Lieu commun n°6 : Je ne regrette rien.
Je t'admire, vermisseau magnifique parmi les cloportes, je t'admire sincèrement. Je sais de source sûre que ton existence, tout comme la mienne, ne sera jamais érigée en exemple dans les manuels scolaires, les livres de culte, les veillées de camps scouts. J'ai même l'intime conviction qu'elle comporte – et la mienne également – son lot de noirceur, de blessures et de dégringolades, sa part de sottises, d'erreurs imbéciles, imputables à l'alcool, la détresse, la solitude, un jugement altéré par l'imprévu, la contingence, les accidents de la vie. Ou peut-être encore ton incapacité notoire à te comprendre toi-même, à analyser le monde, à décider d'une voie à suivre.
Je t'admire parce que tu t'es trompé mille fois et tu as trompé les autres. Tu leur a menti, tu les as blessés, intimement parfois. Tu as peut-être frappé, démoli, éreinté, harcelé, violé, déboîté, écrasé. Tu t'es sans doute enfui plus d'une fois, après une discussion au terme de laquelle tu as dû ravaler ta honte, après un accident peut-être, dont tu es responsable, en complicité avec la bouteille qui t'accompagnait, le joint, le rail, la seringue, la suceuse à tes côtés – les possibilités sont infinies – après l'humiliation quotidienne que tu piocheras dans ta cervelle et que tu exposeras toi-même à la suite de ce texte si tu en as le courage.
Je t'admire parce que tu n'apprends jamais qu'au bout de longues et interminables répétitions des mêmes bévues. Tu recommences encore et encore. Tu aimes, tu trompes, tu te sépares et tu aimes à nouveau. Si tu ne trompes pas, alors quoi ? Tu étouffes l'autre, tu le jalouses, tu lui inventes des amants, tu le maudis parce qu'il a l'air sincère lorsque tu l'accules à répondre. Livré à toi-même, tu te fais le pourfendeur du sexe opposé, champion d'une cause perdue d'avance, parce que les erreurs, encore une fois, se répètent à l'infini.
Je t'admire parce que tu cultives dans ta petite tête l'ignorance animale de ton espèce. Tu lui fournis des excuses et du terreau, tu la sèmes autour de toi comme on sème la discorde dans les rangs ennemis. Je t'admire parce que tu ne t'arrêteras jamais.
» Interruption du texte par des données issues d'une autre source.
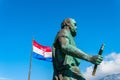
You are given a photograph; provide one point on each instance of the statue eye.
(75, 24)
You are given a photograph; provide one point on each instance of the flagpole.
(30, 65)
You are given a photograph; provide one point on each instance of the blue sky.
(98, 22)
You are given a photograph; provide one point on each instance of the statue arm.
(69, 49)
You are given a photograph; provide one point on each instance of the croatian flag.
(41, 52)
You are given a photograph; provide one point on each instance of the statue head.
(71, 24)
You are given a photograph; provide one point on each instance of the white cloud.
(110, 65)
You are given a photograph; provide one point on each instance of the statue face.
(73, 27)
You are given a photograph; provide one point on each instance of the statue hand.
(97, 59)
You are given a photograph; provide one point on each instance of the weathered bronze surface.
(66, 56)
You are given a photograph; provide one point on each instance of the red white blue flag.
(42, 52)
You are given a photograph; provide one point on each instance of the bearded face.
(73, 27)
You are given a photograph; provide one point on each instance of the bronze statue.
(66, 56)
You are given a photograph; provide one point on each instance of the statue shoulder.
(63, 33)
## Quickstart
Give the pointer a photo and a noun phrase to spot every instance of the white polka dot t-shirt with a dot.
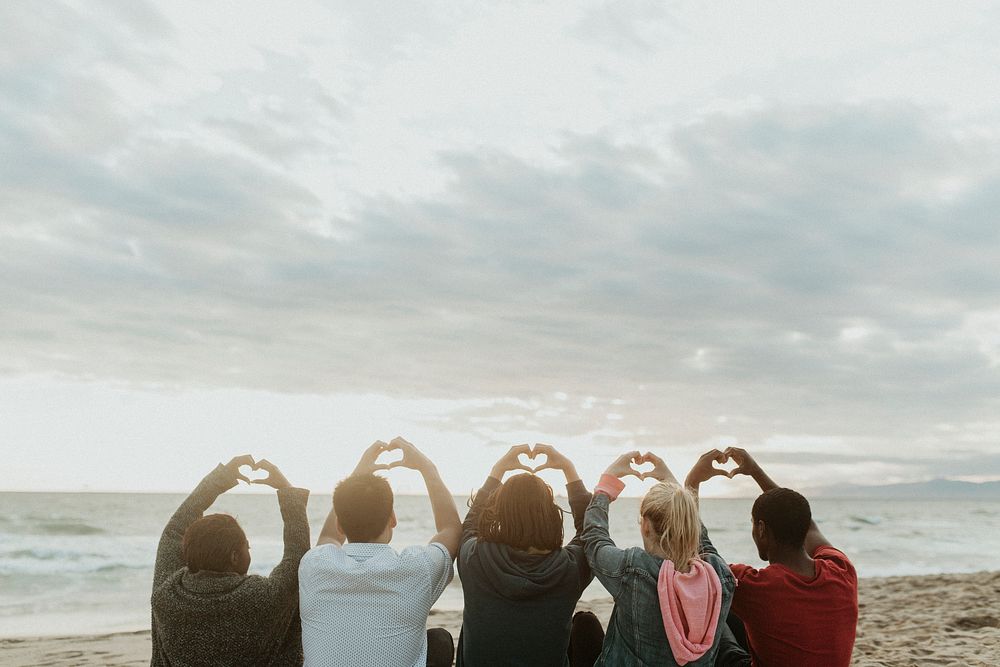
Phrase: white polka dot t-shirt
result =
(364, 604)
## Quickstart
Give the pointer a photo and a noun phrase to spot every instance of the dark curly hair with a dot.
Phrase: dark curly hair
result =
(523, 514)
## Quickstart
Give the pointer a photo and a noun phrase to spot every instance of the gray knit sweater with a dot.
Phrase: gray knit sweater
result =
(215, 618)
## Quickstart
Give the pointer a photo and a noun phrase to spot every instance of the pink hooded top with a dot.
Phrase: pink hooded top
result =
(690, 603)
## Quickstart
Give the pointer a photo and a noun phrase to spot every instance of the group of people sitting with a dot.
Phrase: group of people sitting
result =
(354, 600)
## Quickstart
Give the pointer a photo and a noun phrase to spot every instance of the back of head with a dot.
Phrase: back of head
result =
(785, 513)
(672, 513)
(363, 504)
(523, 514)
(210, 542)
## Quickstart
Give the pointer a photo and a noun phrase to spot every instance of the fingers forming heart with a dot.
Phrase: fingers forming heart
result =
(388, 457)
(533, 460)
(252, 473)
(642, 467)
(721, 468)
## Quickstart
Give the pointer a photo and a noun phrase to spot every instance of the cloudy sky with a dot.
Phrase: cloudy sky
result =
(293, 229)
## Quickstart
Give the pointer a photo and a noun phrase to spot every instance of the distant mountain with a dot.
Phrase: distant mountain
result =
(935, 488)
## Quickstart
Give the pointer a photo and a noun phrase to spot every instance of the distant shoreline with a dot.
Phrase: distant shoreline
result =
(904, 620)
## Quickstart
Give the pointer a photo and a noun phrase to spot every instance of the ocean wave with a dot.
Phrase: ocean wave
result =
(50, 561)
(68, 528)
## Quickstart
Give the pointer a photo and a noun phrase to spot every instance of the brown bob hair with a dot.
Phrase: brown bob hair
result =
(363, 504)
(522, 513)
(209, 543)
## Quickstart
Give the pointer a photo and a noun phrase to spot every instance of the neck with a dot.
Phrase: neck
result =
(795, 559)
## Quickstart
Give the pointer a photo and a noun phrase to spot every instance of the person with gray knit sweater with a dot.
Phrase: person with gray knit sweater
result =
(206, 609)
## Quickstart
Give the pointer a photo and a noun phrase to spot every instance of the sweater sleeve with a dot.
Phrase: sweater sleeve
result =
(579, 499)
(470, 527)
(283, 582)
(169, 553)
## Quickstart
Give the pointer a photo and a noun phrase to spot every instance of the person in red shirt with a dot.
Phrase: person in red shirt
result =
(802, 609)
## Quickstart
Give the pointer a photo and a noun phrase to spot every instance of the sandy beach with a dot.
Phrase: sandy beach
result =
(946, 620)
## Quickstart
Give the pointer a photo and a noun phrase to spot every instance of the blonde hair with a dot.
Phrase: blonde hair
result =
(673, 514)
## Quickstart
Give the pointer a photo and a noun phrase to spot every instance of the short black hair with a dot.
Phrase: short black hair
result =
(363, 504)
(209, 543)
(786, 514)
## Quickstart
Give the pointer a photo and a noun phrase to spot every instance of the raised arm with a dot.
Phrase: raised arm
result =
(446, 520)
(169, 552)
(331, 533)
(746, 465)
(507, 462)
(703, 470)
(576, 491)
(606, 560)
(284, 578)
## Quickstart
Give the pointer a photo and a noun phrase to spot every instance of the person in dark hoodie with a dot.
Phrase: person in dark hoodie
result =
(520, 583)
(673, 594)
(206, 609)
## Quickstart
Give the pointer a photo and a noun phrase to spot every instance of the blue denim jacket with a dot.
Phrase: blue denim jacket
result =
(635, 633)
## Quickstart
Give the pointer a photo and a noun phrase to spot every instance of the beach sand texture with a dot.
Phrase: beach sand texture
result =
(945, 620)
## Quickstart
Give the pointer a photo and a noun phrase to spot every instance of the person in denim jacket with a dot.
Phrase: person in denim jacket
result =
(673, 595)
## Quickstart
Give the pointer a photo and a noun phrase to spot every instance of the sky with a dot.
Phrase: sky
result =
(293, 228)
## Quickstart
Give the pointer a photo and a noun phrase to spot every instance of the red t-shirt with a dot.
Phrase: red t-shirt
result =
(791, 620)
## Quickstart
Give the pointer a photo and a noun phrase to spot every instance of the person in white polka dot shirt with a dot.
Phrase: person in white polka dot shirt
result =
(362, 603)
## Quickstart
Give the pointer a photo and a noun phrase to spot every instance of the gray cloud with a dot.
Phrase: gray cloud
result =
(788, 270)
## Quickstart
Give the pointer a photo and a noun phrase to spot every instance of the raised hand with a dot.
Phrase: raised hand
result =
(703, 470)
(745, 464)
(367, 465)
(554, 460)
(622, 466)
(660, 470)
(233, 468)
(510, 461)
(413, 458)
(275, 478)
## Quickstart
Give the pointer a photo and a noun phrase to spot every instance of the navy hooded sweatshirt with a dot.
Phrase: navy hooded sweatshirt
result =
(519, 606)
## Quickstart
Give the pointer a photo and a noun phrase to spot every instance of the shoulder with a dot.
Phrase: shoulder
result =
(718, 564)
(321, 553)
(834, 559)
(432, 553)
(742, 572)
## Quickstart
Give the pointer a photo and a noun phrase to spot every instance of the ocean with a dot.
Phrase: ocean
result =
(82, 563)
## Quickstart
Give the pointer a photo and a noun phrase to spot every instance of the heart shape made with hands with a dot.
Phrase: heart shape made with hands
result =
(637, 463)
(726, 466)
(533, 459)
(389, 455)
(253, 473)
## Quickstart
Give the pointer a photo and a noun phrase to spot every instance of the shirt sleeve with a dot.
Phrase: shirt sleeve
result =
(283, 581)
(606, 560)
(169, 553)
(837, 558)
(440, 567)
(741, 594)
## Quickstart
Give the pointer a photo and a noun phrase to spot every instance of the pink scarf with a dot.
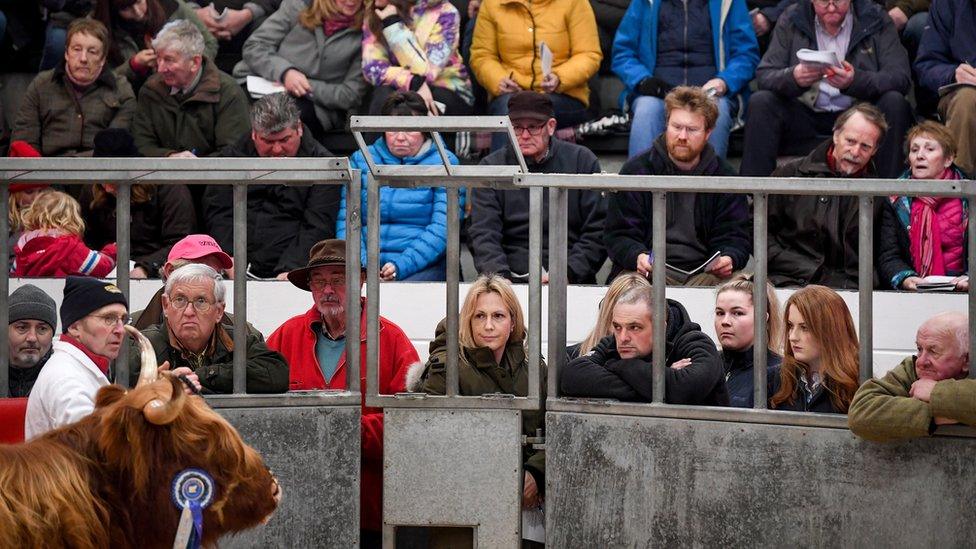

Si la raison parfois opère, si ton comportement vient à se nuancer d'un tantinet de réflexion et de distance, tu continues pourtant à te planter royalement, fier de tes incertitudes, de tes excès, de tes absences et de tes refus.
Et toujours, toujours à tes lèvres, ces mots hérités de Piaf, cette phrase aberrante au sens profondément dérangeant quand tu prends la peine de la retourner dans tous les sens.
Regrette ! Ca te fera du bien de regretter. De reconnaître que, parfois, tu fus crétin, stupide et méchant. Regrette et mange tes erreurs passées, mange-les sans tarder, en mâchant bien. Tu dois te muscler la mâchoire et les mandibules. Dévore, avale et digère.
Regretter ne signifie en rien culpabiliser.